Even in a decidedly digital world, the charm of bookstores never ceases. This is especially true for secondhand, mom-and-pop shops, the kind that always carry the smell of old books, with shelves and shelves of titles you’ve been looking for and always wanted. The people behind the counter are friendly, and you find yourself staying a few extra minutes because you wind up chatting about literature. There’s nothing like collecting and cracking open real books you can hold in your hands, nothing like entering the store and wandering around the colorful aisles.

Launched in 2002 by Lito and Meldy Fider, Books for Less was one such haven for the bookish. When they decided to rebrand the family bookstore, their daughter Isabel was entrusted to liven it up with her vision. In 2016, when Isabel was a sophomore in university, this vision was developed and conceptualized into Biblio.

Upon first glance, Biblio stands out because it’s fully open, with industrial interiors meant to capture the feel of New York City cafes. It’s a look that aims to maintain the essence of Books for Less, “which is to bring books closer to people,” says eldest child Mark Fider, who is also managing director of both bookstores.

“Biblio goes beyond books,” he adds. “We aim to bring forward an experience.”

With branches in UP Town Center, Ayala Malls Feliz, Ayala Malls Cloverleaf, and Ayala Malls The 30th, Biblio boasts a wide variety of titles which are curated according to the demand at each branch. “We hold titles from Dr. Seuss to Charles Dickens!” says Mark. “Surveying the sales and understanding the market helps us bring books closer to those who want them.” At UP Town Center, for example, classics sell better, while customers in Cloverleaf really enjoy bestsellers.

Recently, in hopes of attracting collectors and enthusiasts, they introduced a special section dedicated to vintage books from the 20th century and earlier. They also understand the come-and-go nature of titles in pre-owned bookshops, making it a little difficult to find the exact book you want. To solve this, they welcome book requests, which they fulfill by searching their warehouse and stores.

“From the children’s books, hopefully to encourage early book worms, to the academic titles, we hope you find what you’re looking for,” Fider says.

At Biblio, everyone is welcome to stay for as long as they want. With the exception of the vintage collection, none of the books are covered so readers can freely browse, open them, and see what they hold before purchasing.

And if spending an hour or two just reading isn’t enough, the UP Town Center and Cloverleaf branches also serve coffee brewed from local highland beans and Picole pops in unique, healthy flavors. “Coffee and books naturally come together,” Fider notes. “We are currently working on developing our own unique Biblio blend and serving coffee to all our branches. Hopefully, it will be one that our customers will love and come back for!”

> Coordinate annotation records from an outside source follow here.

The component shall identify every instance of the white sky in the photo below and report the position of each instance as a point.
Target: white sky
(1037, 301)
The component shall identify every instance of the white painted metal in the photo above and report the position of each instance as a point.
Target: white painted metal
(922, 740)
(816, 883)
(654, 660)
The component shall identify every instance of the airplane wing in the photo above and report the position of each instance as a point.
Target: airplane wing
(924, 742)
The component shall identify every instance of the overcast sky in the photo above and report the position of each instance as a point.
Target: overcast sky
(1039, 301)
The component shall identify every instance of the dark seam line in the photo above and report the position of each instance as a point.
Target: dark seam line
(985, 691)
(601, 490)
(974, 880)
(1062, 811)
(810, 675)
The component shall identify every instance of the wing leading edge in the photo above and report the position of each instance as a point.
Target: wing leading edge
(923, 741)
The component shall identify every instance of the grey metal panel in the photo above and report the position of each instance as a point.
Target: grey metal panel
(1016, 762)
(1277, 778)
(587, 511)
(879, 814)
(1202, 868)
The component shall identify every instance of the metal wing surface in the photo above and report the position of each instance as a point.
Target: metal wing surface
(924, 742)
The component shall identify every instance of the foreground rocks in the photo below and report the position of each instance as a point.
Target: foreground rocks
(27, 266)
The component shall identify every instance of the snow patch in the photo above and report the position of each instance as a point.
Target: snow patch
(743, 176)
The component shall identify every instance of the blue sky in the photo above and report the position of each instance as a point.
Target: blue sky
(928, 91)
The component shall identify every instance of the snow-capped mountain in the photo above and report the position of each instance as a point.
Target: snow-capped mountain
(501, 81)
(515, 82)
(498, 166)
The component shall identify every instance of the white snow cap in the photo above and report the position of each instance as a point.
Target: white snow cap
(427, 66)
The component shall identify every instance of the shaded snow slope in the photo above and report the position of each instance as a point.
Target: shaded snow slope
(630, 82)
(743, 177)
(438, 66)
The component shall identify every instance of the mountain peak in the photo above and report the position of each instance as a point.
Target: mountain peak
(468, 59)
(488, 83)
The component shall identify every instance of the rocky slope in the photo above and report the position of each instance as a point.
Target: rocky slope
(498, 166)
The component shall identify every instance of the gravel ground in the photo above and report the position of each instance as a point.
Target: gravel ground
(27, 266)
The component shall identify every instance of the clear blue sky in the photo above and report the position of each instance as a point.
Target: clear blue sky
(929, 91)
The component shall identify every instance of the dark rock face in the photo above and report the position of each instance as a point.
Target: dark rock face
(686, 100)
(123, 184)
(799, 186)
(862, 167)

Why is it that coffee and books go so well together, anyway? “We think it might be the experience of being so engrossed in a title that the only other thing you reach for would be a warm cup of freshly brewed coffee,” he posits. “A huge plus is the aroma coffee brings into our stores! It makes wanting to read even more appealing.”

It’s an experience he hopes customers discover through the store, which goes beyond the search for books to buy. It’s also about relaxing, he says, and taking your time with a cup of coffee.

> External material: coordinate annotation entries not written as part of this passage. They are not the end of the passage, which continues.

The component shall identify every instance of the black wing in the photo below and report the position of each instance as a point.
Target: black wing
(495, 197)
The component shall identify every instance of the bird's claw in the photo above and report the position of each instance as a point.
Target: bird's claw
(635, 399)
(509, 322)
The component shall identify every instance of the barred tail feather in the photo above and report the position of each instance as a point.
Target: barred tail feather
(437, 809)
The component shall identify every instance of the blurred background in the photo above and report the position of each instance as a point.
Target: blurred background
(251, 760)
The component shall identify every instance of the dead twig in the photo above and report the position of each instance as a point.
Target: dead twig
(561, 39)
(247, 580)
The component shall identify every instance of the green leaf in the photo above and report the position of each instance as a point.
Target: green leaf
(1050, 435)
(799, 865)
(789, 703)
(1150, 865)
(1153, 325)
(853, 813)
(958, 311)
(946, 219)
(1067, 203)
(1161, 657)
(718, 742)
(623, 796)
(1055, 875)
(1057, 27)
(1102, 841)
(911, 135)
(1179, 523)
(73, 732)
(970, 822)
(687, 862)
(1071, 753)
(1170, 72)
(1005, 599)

Biblio continues to grow and adapt to the modern world’s penchant for instant gratification, with efforts to expand its digital platform. But Fider is hopeful and optimistic about its future. “We observed that while the demand for books has changed over the years, it still remains very much present,” he says. “Especially knowing that despite the digital age, we’ve come to realize that nothing can change the experience of reading a physical copy of a book.”